Les vols organisés d’épiceries par le groupe anticapitaliste «Les Robins des ruelles» à Montréal et à Québec n’ont pas suffisamment été dénoncés par la classe politique, juge le président de l’Association des détaillants en alimentation du Québec (ADAQ), Pierre-Alexandre Blouin, qui n'a pas voulu nommer le groupe.
M. Blouin souligne que les pertes liées aux vols sont plus importantes que les bénéfices des épiciers.
Le président du Conseil canadien du commerce de détail (CCCD), Michel Rochette, explique que le vol à l’étalage a pris de l’ampleur au cours des dernières années et qu’il s’agit d’une des principales préoccupations de l’industrie.
Le vol a entraîné des pertes de 9 milliards $ pour les détaillants canadiens en 2024. Ce chiffre était de 5 milliards $ en 2018, selon le CCCD.

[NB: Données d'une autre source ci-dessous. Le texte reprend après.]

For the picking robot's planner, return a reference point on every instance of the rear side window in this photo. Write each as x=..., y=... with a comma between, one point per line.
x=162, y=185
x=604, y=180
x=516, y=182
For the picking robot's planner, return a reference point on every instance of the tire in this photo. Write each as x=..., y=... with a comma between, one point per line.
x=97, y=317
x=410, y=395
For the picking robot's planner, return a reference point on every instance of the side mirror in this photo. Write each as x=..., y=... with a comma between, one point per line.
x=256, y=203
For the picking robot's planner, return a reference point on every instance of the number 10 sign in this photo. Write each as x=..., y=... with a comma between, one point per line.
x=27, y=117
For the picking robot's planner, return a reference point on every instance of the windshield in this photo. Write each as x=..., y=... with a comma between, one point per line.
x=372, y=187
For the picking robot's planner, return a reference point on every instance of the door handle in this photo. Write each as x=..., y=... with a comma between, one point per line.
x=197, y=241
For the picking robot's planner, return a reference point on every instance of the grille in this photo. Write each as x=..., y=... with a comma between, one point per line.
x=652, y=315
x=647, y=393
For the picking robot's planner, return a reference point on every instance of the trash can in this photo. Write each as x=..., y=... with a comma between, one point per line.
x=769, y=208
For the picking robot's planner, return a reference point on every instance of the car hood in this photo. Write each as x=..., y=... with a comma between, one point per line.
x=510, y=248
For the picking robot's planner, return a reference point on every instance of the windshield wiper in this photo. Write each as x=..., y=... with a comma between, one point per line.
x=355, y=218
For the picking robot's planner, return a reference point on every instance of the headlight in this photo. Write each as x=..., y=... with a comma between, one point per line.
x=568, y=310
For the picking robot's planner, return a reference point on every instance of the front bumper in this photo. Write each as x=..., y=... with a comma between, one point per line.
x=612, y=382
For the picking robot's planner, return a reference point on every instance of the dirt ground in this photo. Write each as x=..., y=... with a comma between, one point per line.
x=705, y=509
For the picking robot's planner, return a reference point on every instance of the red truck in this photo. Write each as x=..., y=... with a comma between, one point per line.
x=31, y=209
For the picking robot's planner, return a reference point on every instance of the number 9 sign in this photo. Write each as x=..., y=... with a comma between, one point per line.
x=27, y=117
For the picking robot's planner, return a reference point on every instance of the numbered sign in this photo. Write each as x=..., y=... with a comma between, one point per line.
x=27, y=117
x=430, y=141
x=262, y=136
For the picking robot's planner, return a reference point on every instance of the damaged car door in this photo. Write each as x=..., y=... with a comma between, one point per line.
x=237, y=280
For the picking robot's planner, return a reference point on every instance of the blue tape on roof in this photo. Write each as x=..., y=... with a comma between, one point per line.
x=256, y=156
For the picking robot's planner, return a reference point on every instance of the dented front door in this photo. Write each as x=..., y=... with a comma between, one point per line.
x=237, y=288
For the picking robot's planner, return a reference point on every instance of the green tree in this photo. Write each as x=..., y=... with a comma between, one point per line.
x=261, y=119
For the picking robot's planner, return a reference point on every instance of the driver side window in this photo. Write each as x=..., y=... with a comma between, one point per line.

Les deux représentants de l’industrie ont participé, à Montréal mercredi, à une sortie commune de six associations du secteur bioalimentaire pour demander aux partis politiques de reconnaître l’importance de leur industrie.
L’enjeu de la réglementation fait partie des doléances partagées par le milieu agricole, l’industrie de la transformation alimentaire et les détaillants d’alimentation.
Le président général de l’Union des producteurs agricoles (UPA), Martin Caron, juge que la trop lourde réglementation contribue à l’inflation alimentaire.